I’m headed to the Philippines this week to collaborate with the UN Office for the Coordination of Humanitarian Affairs (OCHA) on humanitarian crowdsourcing and technology projects. I’ll be based in the OCHA Offices in Manila, working directly with colleagues Andrej Verity and Luis Hernando to support their efforts in response to Typhoon Yolanda. One project I’m exploring in this respect is a novel radio-SMS-computing initiative that my colleague Anahi Ayala (Internews) and I began drafting during ICCM 2013 in Nairobi last week. I’m sharing the approach here to solicit feedback before I land in Manila.
The “Radio + SMS + Computing” project is firmly grounded in GSMA’s official Code of Conduct for the use of SMS in Disaster Response. I have also drawn on the Bellagio Big Data Principles when writing up the in’s and out’s of this initiative with Anahi. The project is first and foremost a radio-based initiative that seeks to answer the information needs of disaster-affected communities.
The project: Local radio stations in the Philippines would create and broadcast radio programs inviting local communities to serve as “community journalists” to describe how the Typhoon has impacted their communities. The radio stations would provide a free SMS short-code and invite said communities to text in their observations. Each radio station would include in their broadcast a unique 2-letter identifier and would ask those texting in to start their SMS with that identifier. They would also emphasize that text messages should not include any Personal Identifying Information (PII) and no location information either. Those messages that do include PII would be deleted.
Text messages sent to the SMS short code would be automatically triaged by radio station (using the 2-letter identifier) and forwarded to the respective radio stations via SMS. (At this point, few local radio stations have web access in the disaster-affected areas). These radio stations would be funded to create radio programs based on the SMS’s received. These programs would conclude by asking local communities to text in their information needs—again using the unique radio identifier as a prefix in the text messages. Radio stations would create follow-up programs to address the information needs texted in by local communities (“news you can use”). This could be replicated on a weekly basis and extended to the post-disaster reconstruction phase.
In parallel, the text messages documenting the impact of the Typhoon at the community level would be categorized by Cluster—such as shelter, health, education, etc. Each classified SMS would then be forwarded to the appropriate Cluster Leads. This is where advanced computing comes in: the application of microtasking and machine learning. Trusted Filipino volunteers would be invited to tag each SMS by Cluster-category (and also translate relevant text messages into English). Once enough text messages have been tagged per category, the use of machine learning classifiers would enable the automatic classification of incoming SMS’s.

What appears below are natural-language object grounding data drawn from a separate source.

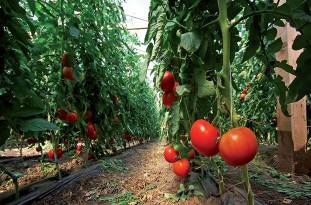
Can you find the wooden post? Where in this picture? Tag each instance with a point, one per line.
(292, 131)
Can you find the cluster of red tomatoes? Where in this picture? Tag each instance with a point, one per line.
(236, 147)
(181, 166)
(169, 85)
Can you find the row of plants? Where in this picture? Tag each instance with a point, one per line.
(226, 78)
(69, 76)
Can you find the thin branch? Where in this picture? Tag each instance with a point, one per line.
(136, 17)
(210, 23)
(142, 28)
(276, 13)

As explained above, these classified SMS’s would then be automatically forwarded to a designated point of contact at each Cluster Agency.

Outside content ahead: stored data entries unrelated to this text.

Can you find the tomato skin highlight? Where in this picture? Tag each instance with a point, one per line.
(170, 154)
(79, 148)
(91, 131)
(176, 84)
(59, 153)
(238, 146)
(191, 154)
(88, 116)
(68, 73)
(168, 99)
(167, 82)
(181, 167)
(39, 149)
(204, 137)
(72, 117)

This process would be repeated for SMS’s documenting the information needs of local communities. In other words, information needs would be classified by Cluster category and forwarded to Cluster Leads. The latter would share their responses to stated information needs with the radio stations who in turn would complement their broadcasts with the information provided by the humanitarian community, thus closing the feedback loop.
The radio-SMS project would be strictly opt-in. Radio programs would clearly state that the data sent in via SMS would be fully owned by local communities who could call in or text in at any time to have their SMS deleted. Phone numbers would only be shared with humanitarian organization if the individuals texting to radio stations consented (via SMS) to their numbers being shared. Inviting communities to act as “citizen journalists” rather than asking them to report their needs may help manage expectations. Radio stations can further manage these expectations during their programs by taking questions from listeners calling in. In addition, the project seeks to limit the number of SMS’s that communities have to send. The greater the amount of information solicited from disaster-affected communities, the more challenging managing expectations may be. The project also makes a point of focusing on local information needs as the primary entry point. Finally, the data collection limits the geographical resolution to the village level for the purposes of data privacy and protection.

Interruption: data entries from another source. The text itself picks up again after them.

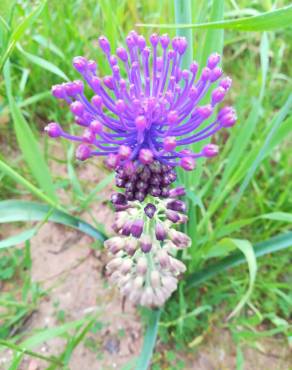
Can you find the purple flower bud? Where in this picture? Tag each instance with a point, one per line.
(96, 127)
(163, 258)
(176, 205)
(150, 210)
(88, 136)
(188, 163)
(172, 216)
(146, 156)
(216, 73)
(137, 228)
(206, 73)
(177, 192)
(104, 44)
(182, 45)
(210, 150)
(140, 195)
(164, 41)
(131, 246)
(77, 108)
(126, 230)
(121, 106)
(180, 239)
(213, 60)
(83, 152)
(154, 190)
(108, 81)
(226, 83)
(141, 42)
(124, 152)
(145, 243)
(205, 111)
(154, 39)
(218, 95)
(122, 54)
(80, 63)
(142, 266)
(160, 231)
(112, 161)
(115, 244)
(172, 117)
(129, 168)
(58, 91)
(97, 101)
(169, 143)
(53, 129)
(194, 67)
(140, 123)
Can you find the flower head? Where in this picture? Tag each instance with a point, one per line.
(153, 113)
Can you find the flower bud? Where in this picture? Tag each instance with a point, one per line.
(180, 239)
(53, 129)
(160, 231)
(126, 266)
(145, 243)
(83, 152)
(155, 279)
(137, 228)
(142, 266)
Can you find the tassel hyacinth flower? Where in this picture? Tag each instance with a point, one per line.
(142, 117)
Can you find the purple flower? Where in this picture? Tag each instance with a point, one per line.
(153, 113)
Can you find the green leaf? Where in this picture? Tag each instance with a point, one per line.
(20, 30)
(149, 340)
(271, 245)
(17, 239)
(7, 170)
(247, 249)
(14, 347)
(28, 144)
(44, 64)
(16, 210)
(272, 20)
(278, 216)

It remains to be seen whether this project gets funded, but I’d welcome any feedback iRevolution readers may have in any event since this approach could also be used in future disasters. In the meantime, my QCRI colleagues and I are looking to modify AIDR to automatically classify SMS’s (in addition to tweets). My UNICEF colleagues already expressed to me their need to automatically classify millions of text messages for their U-Report project, so I believe that many other humanitarian and development organizations will benefit from a free and open source platform for automatic SMS classification. At the technical level, this means adding “batch-processing” to AIDR’s current “streaming” feature. We hope to have an update on this in coming weeks. Note that a batch-processing feature will also allow users to upload their own datasets of tweets for automatic classification.